As this happened a map of myself – displaced somehow – began to fit inside the edges of the Ireland I held in my heart, acting on it like sand-paper. Something had been released.
I began to write furiously.
The record opens with ‘Krymska’ (1), a song drawing on fragments of T.S. Eliot’s poem ‘Ash Wednesday.’
Eliot has been among my favourite poets since adolescence. I return to him every year, always finding a little more depth, and even greater sense. The affinity between him and John Moriarty is huge: the same religious impulse arising from a deeply critical view of Western society and its cold, controlled rationality; finding resolution in the spiritual awakening of a man confronting nature alone, freed from the heavy structure of Catholicism and emancipated from a dominant materialism.
These are feelings which we all have to deal with: what is our connection with the place we inhabit? What imprint am I entitled to leave on the land I walk?
I believe a new wave of spirituality offers solutions to the injustices and devastations of our times: that is to say the gross inequalities in wealth and the rape of nature. But if we are to progress as humanity, we must first progress as individuals, finding within ourselves the essence of the world we wish to walk upon, and love. If you have read Krisnamurti you will understand.

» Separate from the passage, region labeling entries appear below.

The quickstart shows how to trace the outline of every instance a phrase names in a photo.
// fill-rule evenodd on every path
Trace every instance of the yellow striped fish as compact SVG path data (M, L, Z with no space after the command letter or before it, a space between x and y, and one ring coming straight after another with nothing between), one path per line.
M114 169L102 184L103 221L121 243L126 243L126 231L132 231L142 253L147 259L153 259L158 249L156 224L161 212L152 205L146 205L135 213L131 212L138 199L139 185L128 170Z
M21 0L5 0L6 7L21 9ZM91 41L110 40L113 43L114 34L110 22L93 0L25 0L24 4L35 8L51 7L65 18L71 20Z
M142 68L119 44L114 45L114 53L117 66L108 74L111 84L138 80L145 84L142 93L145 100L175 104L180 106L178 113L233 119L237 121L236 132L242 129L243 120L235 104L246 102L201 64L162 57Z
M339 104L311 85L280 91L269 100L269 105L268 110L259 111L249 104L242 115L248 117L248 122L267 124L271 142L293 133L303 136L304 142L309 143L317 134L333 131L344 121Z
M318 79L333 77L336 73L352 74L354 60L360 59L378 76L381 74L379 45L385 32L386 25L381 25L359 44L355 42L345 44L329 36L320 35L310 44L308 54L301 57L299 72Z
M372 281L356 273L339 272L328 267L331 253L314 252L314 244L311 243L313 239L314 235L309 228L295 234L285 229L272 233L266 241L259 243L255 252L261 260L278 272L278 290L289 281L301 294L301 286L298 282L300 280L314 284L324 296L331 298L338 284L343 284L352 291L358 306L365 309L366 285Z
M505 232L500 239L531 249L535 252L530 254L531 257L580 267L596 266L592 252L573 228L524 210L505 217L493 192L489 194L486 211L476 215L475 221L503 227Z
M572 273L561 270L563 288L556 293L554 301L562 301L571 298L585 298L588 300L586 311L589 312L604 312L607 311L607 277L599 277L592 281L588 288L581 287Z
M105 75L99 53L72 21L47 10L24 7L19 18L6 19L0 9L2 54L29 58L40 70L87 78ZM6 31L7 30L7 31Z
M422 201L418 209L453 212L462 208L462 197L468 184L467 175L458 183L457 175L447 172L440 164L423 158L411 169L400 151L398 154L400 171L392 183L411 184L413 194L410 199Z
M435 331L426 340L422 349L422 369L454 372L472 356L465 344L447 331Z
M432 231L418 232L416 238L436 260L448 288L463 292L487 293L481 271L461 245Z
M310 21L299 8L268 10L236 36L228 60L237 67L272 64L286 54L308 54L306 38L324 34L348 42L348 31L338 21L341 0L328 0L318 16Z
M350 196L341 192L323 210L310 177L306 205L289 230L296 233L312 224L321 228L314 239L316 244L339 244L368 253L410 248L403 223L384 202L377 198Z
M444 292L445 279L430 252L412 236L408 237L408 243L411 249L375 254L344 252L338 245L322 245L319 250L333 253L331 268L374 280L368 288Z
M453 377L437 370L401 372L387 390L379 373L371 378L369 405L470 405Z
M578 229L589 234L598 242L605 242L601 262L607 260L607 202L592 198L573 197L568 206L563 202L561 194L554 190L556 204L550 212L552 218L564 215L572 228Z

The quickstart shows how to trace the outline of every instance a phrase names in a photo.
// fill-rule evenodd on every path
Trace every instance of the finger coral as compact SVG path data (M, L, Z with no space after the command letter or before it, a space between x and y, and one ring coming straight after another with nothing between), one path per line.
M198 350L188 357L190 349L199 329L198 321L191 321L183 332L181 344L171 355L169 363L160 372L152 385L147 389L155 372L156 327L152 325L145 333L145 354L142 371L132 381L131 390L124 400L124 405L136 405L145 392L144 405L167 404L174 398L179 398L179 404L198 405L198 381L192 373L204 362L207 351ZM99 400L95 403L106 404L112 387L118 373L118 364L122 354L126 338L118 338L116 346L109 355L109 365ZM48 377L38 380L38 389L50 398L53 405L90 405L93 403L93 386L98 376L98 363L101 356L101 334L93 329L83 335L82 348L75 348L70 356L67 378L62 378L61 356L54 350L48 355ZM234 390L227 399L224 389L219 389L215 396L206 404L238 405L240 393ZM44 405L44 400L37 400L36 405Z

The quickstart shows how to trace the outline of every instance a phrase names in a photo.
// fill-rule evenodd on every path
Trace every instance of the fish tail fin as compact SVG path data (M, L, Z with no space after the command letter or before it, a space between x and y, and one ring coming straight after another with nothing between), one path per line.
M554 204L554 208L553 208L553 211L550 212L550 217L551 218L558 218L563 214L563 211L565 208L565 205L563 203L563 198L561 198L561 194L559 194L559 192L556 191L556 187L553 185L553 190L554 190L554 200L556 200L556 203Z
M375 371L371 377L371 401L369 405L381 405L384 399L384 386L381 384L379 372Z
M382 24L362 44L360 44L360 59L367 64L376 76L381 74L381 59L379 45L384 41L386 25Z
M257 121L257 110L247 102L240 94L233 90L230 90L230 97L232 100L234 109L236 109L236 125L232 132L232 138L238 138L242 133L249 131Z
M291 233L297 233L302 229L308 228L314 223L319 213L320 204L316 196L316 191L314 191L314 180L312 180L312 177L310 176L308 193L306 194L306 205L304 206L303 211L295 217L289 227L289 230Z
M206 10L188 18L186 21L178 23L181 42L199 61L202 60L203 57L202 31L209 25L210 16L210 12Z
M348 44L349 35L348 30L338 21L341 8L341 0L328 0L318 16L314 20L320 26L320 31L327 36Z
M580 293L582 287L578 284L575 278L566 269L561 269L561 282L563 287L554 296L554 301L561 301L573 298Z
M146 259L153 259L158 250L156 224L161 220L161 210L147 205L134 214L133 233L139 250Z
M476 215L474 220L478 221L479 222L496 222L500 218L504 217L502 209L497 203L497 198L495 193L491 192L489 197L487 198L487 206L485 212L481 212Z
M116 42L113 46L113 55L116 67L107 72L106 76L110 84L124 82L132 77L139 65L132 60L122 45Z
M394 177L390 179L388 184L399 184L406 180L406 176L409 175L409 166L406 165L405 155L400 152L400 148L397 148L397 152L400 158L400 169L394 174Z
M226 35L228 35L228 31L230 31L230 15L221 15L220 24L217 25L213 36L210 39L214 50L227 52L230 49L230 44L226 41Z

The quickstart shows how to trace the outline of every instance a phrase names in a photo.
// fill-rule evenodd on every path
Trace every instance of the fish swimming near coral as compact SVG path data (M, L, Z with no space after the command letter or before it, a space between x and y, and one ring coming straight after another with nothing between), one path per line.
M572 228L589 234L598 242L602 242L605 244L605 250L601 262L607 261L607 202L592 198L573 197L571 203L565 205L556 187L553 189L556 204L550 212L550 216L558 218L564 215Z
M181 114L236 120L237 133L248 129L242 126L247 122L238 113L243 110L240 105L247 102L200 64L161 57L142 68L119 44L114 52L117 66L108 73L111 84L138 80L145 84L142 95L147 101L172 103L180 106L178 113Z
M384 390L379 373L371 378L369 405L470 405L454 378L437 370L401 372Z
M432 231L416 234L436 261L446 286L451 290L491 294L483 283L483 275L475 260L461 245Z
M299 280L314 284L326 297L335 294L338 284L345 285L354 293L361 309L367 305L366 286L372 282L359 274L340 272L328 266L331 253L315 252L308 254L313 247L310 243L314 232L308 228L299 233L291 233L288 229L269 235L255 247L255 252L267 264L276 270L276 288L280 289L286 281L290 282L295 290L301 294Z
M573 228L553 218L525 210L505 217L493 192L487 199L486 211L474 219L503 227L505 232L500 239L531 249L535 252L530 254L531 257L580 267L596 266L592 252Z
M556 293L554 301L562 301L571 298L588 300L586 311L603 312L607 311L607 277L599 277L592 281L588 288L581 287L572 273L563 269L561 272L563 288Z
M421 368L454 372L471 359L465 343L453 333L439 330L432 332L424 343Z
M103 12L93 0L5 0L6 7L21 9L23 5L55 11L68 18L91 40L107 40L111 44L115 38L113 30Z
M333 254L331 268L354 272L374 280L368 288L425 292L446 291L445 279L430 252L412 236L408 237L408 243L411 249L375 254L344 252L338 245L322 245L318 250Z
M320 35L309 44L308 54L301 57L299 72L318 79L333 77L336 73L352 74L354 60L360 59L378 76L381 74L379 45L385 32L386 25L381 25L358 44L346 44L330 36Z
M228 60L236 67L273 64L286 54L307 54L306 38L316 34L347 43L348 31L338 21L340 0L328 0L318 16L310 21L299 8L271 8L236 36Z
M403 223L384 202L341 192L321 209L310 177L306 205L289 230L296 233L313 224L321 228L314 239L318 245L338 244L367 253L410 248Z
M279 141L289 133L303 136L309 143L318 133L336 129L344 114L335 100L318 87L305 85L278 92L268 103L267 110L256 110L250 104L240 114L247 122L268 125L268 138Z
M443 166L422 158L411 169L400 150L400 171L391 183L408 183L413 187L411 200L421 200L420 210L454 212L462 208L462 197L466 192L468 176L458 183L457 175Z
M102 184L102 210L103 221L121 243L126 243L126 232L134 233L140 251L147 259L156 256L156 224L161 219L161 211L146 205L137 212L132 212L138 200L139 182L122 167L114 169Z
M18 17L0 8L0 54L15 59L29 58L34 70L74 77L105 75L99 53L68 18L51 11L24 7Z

That is why I find these writers so inspiring: each traces a path towards a better Western man – someone who does not deny the mighty achievement of our society (democracy or theatre for instance), but passes them through a filter of a kind of spirituality often considered Oriental.
And what a glorious turn in history it would be to witness a globalisation of spiritual beings!
That is the main focus of my record, the title Metamorphose!, is both an invitation and an invocation to people around me and far away, and to myself too.
In ‘Minotaur’ (2), a divisive political leader discovers that the walls he once erected among people are now divisions within his own psyche, and that the monsters he jailed for their individualities are now rising up.
‘And now it’s your time to tell me’ (3) is a love song to John Moriarty. It’s a eulogy to a metamorphic soul who has touched many aspects of being in this world.
I love thinking of him now. Ethereal in a space of no judgment, unequivocally carnal and majestic, his spirit flies towards human consciousness helping us reach a critical departure. He softly bends a wand – like the lightest bird diving into the ocean – towards a raging humanity; a presence ultimately devoid of purpose and freed from desire. Oh what a perfect place for you to be at John.
In ‘Desert dogs’ (4) I recall a strange incident when I was attacked by starving wild dogs while journeying through the Atlas Mountain in Morocco. In the song, they eat me alive, transforming me into one of them so I can survey humanity from another point of view.
In ‘Metamorphose’ (5) I trace my family origins to discover the first seedlings of my disposition to change and capacity for adaptation to confront the abyss.
‘House by nowhere’ (6) is a parallel look at both the place I live in at the moment, an isolated house among Tuscan fields, and the Dublin life I led.
‘In its peace’ (7) is a folk tale for our troubled times. A migrant travels up towards the Mediterranean Sea, knowing it is both a place of departure and arrival, where all love ends and all love may start again.
It took me then three years to arrange and record the album, and to find the right place to publish it. It is a little present to John Moriarty and to all his loving readers, a eulogy of sorts, which, although it may not exceed its form, carries all the hope that emerges from studying the intricate patterns woven by the author.